Used Car Price Prediction

The quest to build an automobile started in 1672 with the invention of the first steam-powered vehicle. However, the first practical modern automobile was developed by Carl Benz in 1886, and later the Ford T model became the first mass-produced automobile in 1908. It was around this time that the car reselling industry also started emerging. Until recently, the reselling business operated only through offline channels. However, now with advancements in Computer Science and Information Technology the business moved online and customers could check the price of their old vehicles with the help of artificial intelligence online.

We are a team of 6 members working as data analyst interns at Technocolabs softwares. We have built a machine learning model to predict the prices of used vehicles for Truecar.Inc an US based automotive resale and pricing website.

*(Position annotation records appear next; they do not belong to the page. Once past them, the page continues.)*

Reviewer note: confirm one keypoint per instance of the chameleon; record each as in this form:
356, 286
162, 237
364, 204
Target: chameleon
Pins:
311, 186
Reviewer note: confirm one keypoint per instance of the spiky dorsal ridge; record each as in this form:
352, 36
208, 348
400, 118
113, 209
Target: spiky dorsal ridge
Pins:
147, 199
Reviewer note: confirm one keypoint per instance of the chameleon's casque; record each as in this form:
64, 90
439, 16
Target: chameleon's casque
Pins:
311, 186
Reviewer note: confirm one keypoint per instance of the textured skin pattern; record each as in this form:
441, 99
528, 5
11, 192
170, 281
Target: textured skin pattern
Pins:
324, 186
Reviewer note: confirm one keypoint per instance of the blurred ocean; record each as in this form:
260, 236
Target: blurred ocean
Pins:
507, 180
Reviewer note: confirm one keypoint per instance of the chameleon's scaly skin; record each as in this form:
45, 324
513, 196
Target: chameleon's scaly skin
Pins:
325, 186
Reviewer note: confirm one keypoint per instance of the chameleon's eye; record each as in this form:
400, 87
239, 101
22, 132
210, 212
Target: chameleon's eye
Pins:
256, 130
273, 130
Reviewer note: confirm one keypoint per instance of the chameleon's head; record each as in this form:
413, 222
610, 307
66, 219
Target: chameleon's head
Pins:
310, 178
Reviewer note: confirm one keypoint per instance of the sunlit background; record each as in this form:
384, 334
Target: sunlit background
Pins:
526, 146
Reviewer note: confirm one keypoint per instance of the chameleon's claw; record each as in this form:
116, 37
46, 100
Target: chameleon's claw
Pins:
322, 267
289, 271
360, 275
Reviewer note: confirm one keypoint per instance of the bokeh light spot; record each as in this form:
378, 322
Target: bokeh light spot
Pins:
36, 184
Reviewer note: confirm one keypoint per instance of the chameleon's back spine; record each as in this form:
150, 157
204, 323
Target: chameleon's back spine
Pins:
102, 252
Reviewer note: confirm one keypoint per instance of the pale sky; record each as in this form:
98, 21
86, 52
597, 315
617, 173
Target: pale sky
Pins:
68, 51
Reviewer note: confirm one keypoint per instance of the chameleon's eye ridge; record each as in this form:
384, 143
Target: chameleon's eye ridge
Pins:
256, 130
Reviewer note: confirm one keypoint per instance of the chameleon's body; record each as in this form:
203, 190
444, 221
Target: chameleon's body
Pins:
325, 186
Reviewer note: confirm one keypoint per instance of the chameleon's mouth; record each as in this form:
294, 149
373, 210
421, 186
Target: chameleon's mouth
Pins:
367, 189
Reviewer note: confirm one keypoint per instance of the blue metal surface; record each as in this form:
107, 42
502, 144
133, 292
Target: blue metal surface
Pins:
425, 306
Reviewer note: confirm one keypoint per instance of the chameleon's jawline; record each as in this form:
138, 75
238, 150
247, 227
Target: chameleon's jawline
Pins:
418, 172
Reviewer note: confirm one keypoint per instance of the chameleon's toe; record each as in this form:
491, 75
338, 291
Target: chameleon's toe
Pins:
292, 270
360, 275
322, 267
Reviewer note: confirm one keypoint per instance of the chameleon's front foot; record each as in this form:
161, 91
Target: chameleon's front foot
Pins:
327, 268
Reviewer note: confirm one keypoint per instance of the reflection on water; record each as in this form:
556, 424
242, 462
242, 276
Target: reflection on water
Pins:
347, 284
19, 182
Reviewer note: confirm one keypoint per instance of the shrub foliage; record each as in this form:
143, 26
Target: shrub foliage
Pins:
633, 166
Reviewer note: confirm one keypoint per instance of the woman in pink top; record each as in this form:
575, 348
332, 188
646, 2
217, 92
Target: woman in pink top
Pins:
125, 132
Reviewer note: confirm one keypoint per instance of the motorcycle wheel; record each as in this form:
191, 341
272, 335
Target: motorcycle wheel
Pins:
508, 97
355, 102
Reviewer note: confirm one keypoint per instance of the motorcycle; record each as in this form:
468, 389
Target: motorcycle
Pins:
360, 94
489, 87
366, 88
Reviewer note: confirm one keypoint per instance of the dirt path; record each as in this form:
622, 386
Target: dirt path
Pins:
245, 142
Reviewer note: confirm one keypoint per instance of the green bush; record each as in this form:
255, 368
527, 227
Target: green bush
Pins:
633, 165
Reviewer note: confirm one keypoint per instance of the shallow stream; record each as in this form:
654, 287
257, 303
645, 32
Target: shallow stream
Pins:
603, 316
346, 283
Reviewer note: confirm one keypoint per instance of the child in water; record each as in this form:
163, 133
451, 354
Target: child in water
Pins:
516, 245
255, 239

Python was used for EDA, feature engineering, and model building, and Flask and AWS were used for deployment.

The Dataset

Price - The Price of the car.
Year - The year in which the car was registered. The data ranges from 1997 - 2018 i.e 22 years.
Milage - Total miles the car has been driven.
City - The city in which car is registered. Total number of such cities are 2446
State - The state in which car is registered. Total number of such states are 51.
Vin - A unique number which identifies the vehicle.
Make - The company which manufactured the car. Total number of such comanies are 58.
Model - Model name of the car. Total number of such models are 3107.

Process Flow

1. Importing Libraries and Data

The first step was to import the required libraries for Data importing, data manipulation, mathematical calculations, visualisation and to import functions related to algorithm. The libraries - Pandas, Numpy, Scipy, Matplotlib, seaborn and sklearn.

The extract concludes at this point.